Außenminister Kurz ist zu einem deutlichen Protest gegen hunderte Todesstrafen aufgerufen

Utl.: Außenminister Kurz ist zu einem deutlichen Protest gegen
hunderte Todesstrafen aufgerufen =

Wien (OTS) - Angesichts der 529 Todesurteile gegen Mitglieder der
ägyptischen Muslimbruderschaft zeigen sich die österreichischen
Grünen entsetzt. Die außenpolitische Sprecherin Tanja Windbüchler und
die Menschenrechtssprecherin Alev Korun rufen Außenminister Kurz zu
einem deutlichen Protest auf. Windbüchler dazu: "Dieses gerichtliche
Urteil ist ein verkleidetes Instrument zur brutalen Verfolgung
politischer Gegner. Es ist ein Anschlag auf den ohnehin brüchigen
Rechtsstaat in Ägypten. Mit aller Gewalt werden die Gegner der
Regierung Abdul Fattah al-Sisi verfolgt und ihr Leben bedroht. Der
Terrorismusvorwurf kann diese gezielten Todesstrafen nicht
rechtfertigen. Um Frieden und Sicherheit in einem Land zu
gewährleisten, ist die massenhaft verhängte Todesstrafe das falsche
Mittel."

Alev Korun weiter: "Dass die Todesstrafe in Ägypten noch nicht
abgeschafft wurde, ist schlimm genug. Doch dass hunderte Personen der
politischen Opposition zum Großteil in Abwesenheit in einem
Verfahren, das erst vor zwei Tagen begann, zum Tode verurteilt
werden, verletzt zahlreiche Menschenrechte, wie etwa das Recht auf
faires Verfahren und das Recht auf Leben und darf von der EU nicht
hingenommen werden.
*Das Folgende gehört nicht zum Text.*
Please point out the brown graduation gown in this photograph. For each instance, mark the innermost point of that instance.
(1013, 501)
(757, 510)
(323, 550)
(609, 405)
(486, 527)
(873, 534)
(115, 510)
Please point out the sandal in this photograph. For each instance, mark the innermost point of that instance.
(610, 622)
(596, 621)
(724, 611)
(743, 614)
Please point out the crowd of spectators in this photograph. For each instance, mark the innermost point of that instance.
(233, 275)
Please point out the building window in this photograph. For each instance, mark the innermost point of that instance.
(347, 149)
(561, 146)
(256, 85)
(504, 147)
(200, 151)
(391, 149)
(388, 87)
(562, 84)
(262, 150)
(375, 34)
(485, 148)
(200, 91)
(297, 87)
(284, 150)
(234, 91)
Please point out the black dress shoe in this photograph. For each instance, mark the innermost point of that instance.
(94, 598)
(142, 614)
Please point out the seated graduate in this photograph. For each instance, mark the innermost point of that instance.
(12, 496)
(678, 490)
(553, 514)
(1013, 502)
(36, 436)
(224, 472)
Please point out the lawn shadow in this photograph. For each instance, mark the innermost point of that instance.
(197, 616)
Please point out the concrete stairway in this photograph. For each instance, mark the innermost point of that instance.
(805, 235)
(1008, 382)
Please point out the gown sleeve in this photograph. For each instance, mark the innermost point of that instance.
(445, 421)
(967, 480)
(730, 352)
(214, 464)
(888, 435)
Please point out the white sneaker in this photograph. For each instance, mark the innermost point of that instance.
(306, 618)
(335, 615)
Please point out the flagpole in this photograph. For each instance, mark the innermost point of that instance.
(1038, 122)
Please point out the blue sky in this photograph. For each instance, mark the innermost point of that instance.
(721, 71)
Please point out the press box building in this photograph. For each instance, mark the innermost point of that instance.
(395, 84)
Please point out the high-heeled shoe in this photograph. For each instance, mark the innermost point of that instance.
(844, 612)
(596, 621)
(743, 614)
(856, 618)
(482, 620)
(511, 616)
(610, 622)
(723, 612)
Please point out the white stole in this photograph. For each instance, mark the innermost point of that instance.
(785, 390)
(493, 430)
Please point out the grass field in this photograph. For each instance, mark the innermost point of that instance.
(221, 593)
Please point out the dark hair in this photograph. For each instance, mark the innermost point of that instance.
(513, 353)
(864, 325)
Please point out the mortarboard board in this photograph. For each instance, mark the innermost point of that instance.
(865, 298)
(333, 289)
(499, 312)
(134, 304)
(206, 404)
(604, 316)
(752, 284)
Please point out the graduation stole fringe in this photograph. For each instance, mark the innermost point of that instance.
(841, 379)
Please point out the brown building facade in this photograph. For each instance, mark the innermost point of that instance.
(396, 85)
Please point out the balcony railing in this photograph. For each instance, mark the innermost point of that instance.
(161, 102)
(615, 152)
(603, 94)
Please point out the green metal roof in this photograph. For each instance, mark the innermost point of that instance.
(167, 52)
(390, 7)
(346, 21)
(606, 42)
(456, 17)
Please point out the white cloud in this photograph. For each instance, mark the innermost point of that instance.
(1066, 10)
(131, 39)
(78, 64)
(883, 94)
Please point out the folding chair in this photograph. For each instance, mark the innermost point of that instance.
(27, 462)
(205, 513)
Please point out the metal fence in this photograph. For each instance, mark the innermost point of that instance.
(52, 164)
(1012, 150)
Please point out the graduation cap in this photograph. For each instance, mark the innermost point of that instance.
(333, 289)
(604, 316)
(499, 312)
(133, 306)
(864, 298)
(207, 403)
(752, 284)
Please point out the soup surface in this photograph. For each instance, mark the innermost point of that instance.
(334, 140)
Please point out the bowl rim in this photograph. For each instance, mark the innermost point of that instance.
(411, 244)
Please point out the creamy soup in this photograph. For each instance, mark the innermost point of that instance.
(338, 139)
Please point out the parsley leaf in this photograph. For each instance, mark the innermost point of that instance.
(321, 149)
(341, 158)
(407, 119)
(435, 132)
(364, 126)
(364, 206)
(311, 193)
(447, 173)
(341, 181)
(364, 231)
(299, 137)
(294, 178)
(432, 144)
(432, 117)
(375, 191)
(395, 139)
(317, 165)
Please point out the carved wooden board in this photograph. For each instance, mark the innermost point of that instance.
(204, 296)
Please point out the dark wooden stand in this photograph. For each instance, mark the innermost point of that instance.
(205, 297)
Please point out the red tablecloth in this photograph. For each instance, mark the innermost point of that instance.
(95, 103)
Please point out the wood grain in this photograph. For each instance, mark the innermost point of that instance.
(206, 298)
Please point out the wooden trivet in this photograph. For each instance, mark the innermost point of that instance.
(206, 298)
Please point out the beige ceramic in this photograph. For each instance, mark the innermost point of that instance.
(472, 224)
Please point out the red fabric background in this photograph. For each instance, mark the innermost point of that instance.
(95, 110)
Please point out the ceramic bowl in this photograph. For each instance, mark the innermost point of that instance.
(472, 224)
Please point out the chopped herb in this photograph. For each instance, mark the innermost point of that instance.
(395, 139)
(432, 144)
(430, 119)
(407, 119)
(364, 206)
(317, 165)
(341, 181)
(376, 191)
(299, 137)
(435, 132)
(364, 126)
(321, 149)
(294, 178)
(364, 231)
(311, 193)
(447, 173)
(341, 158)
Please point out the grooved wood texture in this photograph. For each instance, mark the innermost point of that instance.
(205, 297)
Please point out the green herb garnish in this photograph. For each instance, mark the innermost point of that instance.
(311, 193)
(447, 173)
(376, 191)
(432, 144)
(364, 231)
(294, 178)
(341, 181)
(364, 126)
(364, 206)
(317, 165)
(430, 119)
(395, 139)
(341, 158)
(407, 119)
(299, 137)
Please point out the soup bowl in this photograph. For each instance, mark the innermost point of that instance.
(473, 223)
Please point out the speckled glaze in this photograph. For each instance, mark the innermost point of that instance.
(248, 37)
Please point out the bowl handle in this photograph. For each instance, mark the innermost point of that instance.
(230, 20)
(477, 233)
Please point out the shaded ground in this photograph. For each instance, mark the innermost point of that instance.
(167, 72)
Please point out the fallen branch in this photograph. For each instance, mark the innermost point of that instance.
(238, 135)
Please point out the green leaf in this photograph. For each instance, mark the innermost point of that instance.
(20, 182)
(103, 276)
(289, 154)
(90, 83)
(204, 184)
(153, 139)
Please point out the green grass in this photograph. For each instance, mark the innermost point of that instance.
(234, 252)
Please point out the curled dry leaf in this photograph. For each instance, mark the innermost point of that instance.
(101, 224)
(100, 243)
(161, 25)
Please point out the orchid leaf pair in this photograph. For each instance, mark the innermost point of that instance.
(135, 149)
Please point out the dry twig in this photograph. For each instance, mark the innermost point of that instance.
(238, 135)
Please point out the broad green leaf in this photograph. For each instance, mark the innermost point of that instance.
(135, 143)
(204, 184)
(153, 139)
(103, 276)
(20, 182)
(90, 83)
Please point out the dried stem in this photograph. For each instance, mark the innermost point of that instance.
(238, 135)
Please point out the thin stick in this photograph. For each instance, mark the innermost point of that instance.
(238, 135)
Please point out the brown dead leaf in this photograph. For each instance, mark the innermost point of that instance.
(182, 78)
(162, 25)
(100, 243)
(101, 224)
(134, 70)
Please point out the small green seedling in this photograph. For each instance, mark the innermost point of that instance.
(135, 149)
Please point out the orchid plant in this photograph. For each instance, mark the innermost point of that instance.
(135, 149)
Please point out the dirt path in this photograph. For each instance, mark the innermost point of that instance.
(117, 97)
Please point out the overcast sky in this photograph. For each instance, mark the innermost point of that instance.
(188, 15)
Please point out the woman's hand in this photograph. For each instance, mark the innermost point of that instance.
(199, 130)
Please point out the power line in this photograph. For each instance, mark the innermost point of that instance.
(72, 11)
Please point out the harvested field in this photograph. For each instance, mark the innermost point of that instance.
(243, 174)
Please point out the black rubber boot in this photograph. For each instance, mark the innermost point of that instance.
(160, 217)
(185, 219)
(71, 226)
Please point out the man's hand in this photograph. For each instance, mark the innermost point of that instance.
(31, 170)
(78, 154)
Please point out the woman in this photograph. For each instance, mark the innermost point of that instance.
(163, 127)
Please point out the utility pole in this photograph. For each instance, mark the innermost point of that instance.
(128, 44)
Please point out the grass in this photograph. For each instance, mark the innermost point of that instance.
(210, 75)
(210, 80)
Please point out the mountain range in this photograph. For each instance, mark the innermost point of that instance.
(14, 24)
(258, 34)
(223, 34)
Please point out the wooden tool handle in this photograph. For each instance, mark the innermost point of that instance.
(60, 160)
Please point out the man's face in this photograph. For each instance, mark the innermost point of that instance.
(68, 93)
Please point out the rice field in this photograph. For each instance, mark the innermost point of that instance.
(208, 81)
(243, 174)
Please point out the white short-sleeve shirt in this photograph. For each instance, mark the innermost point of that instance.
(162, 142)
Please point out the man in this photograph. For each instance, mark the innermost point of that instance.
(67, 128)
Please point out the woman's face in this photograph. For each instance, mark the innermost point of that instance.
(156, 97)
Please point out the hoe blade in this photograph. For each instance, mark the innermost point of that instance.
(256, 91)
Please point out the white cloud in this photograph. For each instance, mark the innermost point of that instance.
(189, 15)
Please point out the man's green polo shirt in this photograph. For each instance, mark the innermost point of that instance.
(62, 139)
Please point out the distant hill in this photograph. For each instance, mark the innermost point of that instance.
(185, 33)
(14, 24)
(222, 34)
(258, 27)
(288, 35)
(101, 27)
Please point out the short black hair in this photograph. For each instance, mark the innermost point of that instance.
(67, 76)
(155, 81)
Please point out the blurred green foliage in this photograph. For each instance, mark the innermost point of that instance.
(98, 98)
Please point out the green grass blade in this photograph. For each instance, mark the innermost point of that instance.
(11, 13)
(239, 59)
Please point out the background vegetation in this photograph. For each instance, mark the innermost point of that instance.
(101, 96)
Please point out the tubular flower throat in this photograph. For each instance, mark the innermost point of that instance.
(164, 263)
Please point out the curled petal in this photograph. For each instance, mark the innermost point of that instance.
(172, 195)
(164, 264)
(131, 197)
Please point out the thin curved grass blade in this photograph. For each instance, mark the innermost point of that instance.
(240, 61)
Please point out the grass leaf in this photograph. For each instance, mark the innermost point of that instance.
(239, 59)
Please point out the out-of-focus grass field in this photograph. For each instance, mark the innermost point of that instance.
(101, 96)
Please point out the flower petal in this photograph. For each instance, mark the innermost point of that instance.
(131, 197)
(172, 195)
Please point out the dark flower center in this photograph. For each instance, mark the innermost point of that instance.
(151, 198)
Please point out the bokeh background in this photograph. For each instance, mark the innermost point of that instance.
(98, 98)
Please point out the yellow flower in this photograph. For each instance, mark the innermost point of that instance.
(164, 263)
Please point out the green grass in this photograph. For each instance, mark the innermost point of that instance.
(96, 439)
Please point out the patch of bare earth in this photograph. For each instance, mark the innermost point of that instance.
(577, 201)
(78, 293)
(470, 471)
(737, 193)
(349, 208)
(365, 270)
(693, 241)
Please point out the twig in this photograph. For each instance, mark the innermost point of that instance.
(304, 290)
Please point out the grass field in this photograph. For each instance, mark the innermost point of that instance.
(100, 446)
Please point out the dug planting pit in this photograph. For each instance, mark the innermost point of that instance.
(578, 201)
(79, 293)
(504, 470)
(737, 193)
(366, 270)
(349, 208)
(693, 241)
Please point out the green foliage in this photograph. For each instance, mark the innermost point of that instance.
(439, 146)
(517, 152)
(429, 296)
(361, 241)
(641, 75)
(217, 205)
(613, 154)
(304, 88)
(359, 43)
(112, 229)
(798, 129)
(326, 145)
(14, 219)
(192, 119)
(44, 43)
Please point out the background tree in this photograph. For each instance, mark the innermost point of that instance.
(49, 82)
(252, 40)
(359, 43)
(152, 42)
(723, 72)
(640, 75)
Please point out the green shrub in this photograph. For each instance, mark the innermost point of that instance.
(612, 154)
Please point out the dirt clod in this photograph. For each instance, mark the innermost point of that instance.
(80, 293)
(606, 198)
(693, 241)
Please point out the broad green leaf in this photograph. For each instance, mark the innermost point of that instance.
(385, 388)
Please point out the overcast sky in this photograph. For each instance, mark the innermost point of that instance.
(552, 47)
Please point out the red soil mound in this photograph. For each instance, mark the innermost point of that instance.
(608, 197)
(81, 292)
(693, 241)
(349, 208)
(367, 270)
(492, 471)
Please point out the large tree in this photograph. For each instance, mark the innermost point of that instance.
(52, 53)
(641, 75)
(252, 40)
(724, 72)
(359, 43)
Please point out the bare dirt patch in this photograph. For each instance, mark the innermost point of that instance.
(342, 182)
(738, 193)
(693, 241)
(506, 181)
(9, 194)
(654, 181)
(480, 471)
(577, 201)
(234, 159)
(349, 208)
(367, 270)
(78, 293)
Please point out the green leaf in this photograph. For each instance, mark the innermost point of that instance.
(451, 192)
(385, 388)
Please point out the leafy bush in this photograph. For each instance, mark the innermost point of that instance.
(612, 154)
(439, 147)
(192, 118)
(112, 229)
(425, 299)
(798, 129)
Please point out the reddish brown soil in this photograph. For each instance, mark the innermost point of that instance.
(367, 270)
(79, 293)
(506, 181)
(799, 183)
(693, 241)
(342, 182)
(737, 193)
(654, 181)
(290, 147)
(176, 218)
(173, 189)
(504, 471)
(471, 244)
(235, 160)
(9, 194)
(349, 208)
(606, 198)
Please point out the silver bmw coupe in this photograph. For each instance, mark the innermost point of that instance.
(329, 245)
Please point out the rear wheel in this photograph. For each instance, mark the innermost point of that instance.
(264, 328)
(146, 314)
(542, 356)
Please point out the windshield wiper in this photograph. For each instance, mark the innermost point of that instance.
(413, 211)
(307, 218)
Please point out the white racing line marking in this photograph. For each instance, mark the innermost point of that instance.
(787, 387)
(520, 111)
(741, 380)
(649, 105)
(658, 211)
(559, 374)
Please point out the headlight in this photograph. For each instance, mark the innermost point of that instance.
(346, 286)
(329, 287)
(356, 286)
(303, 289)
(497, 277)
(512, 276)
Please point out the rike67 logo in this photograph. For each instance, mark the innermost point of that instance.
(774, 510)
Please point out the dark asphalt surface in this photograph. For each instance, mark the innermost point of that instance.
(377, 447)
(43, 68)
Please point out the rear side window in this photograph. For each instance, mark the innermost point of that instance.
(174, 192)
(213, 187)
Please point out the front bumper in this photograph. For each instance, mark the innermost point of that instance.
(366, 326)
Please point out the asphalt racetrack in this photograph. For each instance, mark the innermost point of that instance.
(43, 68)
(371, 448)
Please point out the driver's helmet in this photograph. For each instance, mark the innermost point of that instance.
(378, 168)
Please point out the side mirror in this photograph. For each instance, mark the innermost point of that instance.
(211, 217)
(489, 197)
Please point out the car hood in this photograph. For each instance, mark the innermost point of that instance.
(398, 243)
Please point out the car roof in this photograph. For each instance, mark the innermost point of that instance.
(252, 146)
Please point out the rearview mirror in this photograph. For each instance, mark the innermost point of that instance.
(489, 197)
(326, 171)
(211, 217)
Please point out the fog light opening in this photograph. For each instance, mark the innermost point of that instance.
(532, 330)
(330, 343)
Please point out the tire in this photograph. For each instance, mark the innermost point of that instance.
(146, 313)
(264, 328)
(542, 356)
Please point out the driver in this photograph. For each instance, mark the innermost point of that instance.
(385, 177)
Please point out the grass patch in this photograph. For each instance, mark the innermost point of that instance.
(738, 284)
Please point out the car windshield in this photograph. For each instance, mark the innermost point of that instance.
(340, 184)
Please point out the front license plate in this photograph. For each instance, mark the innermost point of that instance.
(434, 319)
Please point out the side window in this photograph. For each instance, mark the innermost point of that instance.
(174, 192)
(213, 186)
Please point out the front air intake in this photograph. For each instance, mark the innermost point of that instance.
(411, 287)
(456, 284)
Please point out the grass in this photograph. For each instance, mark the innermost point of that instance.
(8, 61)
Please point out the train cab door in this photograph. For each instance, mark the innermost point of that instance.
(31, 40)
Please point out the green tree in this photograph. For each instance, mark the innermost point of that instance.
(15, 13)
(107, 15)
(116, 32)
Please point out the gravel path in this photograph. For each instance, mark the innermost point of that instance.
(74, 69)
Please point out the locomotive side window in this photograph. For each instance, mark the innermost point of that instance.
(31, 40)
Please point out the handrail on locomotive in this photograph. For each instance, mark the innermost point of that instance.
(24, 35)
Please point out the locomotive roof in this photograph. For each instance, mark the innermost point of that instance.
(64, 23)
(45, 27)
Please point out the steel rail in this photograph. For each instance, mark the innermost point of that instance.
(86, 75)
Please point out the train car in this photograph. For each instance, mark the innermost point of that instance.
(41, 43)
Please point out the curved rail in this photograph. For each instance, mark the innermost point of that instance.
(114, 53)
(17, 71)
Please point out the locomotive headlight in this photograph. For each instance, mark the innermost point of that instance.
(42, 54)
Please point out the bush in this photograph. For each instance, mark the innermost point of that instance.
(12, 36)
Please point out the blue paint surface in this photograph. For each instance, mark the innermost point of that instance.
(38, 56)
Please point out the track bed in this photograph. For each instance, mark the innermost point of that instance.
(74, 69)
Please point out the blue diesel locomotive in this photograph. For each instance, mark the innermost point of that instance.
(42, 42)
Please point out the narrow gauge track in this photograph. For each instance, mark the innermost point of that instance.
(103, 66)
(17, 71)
Zudem erinnert es in tragischer Weise an das
gewaltsame Vorgehen der Sicherheitskräfte gegen die
Pro-Mursi-Demonstranten bereits vor einem halben Jahr: Fast tausend
Menschen starben und Human Rights Watch sprach von dem 'schlimmsten
Ereignis ungesetzlicher Massentötungen in der modernen Geschichte
Ägyptens'".

"Ägyptens Regime muss wissen, dass eine derartige Radikalisierung von
europäischer Seite in keinem Fall akzeptiert werden kann. Wir rufen
Außenminister Kurz umgehend zu einem deutlichen Protest sowohl auf
bilateraler Ebene als auch über die Institutionen der Europäischen
Union und der Vereinten Nationen auf", so Windbüchler und Korun.